Регина Насырова: «Мир всегда идеален, и сейчас, и будет через 50 лет»
Текст создан в рамках проекта «Завлабы»: редакция PCR.NEWS задает вопросы руководителям лабораторий, отделов и научных групп. Что бы вы сделали, если бы были всемогущи? Как должен выглядеть идеальный мир через 50 лет? Что вам не дает покоя? Какому главному правилу вы можете научить начинающих исследователей? И так далее.
Антипсихотики — это препараты, которые воздействуют на дофаминовые рецепторы. Они применяются для лечения различных психических расстройств, но чаще всего при таких расстройствах, как шизофрения, то есть сопровождающихся психотическими нарушениями — бредом, галлюцинациями. Антипсихотики второго поколения часто вызывают такую нежелательную реакцию, как набор веса. Недавно мы валидизировали биомаркеры, которые можно будет использовать для решения вопроса о выборе антипсихотика второй генерации, а также о том, стоит ли применять или не применять немедикаментозные методы, предупреждающие набор веса. Это биомаркеры, касающиеся системы лептина и нейропептида Y.
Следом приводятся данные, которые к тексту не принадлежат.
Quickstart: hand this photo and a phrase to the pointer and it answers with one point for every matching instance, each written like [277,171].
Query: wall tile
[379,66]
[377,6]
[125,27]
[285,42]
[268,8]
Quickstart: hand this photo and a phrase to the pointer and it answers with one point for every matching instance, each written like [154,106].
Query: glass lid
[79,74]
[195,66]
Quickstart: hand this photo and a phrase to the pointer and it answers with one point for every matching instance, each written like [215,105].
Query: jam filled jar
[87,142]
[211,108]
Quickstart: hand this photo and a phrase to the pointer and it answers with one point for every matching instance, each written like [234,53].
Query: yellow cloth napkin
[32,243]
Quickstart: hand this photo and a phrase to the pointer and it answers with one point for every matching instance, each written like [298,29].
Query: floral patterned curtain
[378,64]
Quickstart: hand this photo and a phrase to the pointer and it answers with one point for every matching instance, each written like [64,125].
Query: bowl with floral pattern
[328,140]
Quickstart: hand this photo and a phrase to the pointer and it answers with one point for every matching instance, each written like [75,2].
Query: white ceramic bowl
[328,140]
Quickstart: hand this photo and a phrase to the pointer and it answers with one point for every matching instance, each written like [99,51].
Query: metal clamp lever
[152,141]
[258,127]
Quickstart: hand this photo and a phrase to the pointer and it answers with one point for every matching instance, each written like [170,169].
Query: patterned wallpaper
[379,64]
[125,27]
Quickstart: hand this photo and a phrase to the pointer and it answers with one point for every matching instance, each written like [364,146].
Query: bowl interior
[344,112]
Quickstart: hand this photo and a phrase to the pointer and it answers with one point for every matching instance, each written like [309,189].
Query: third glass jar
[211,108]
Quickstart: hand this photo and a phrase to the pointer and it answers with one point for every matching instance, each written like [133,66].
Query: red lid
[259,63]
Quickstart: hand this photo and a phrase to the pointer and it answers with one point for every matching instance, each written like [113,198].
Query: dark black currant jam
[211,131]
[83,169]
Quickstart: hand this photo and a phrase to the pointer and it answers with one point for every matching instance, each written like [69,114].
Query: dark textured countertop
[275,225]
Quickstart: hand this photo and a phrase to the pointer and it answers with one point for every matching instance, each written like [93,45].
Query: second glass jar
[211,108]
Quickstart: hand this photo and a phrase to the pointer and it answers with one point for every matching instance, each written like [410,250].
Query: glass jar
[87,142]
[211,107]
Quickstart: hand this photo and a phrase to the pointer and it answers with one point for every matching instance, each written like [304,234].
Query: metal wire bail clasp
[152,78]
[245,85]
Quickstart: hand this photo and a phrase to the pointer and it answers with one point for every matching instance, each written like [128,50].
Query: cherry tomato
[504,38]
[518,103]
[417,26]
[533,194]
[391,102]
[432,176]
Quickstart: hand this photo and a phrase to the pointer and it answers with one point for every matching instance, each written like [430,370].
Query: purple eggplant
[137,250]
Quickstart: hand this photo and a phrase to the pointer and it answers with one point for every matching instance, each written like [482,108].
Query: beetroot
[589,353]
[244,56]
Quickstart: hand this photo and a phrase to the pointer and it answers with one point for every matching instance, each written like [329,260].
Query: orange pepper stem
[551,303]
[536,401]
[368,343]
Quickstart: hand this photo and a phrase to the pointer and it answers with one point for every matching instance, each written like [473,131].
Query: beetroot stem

В середине прошлого века были разработаны антипсихотики первой генерации, которые не вызывали набора веса или очень редко вызывали, но они приводили к тяжелым экстрапирамидным нарушениям. В частности, к нарушениям движения, тардивным дискинезиям, которые существенным образом ухудшали качество жизни пациента. Далее появились антипсихотики второй генерации, которые в отличие от антипсихотиков первого поколения воздействуют не только на дофаминовые, но и на серотониновые рецепторы. Они имели ряд преимуществ перед антипсихотиками первой генерации в отношении купирования негативной симптоматики, но пациенты, принимающие их, часто набирали вес. Из-за стигматизации в отношении лишнего веса пациенты с такой проблемой очень часто самостоятельно прекращают принимать антипсихотики, несмотря на их клиническую эффективность.
Мы диагностируем эффективность и безопасность конкретного препарата у конкретного пациента. Мы знаем: лекарство — это молекула, и мы знаем, на какие рецепторы она воздействует. В наших фармакогенетических исследованиях мы не изучаем маркеры шизофрении и не диагностируем шизофрению с использованием генетических маркеров. Мы используем генетические маркеры для определения, насколько конкретный антипсихотик будет эффективен и безопасен у конкретного пациента с шизофренией или другим психическим расстройством, требующим назначения препарата данной группы. Мы валидизируем фармакогенетические маркеры в строгих проспективных исследованиях. Это персонализированная медицина.
Мы определяем, являются ли фармакогенетические маркеры значимыми для тех пациентов, которые постоянно проживают на территории Российской Федерации. Есть этническая гетерогенность — например, некоторые полиморфные варианты генов могут часто встречаться в популяциях других стран, могут у нас встречаться редко и, с точки зрения фармакоэкономики, данные генетические маркеры не стоит включать в фармакогенетическую панель, которая будет использоваться на территории Российской Федерации.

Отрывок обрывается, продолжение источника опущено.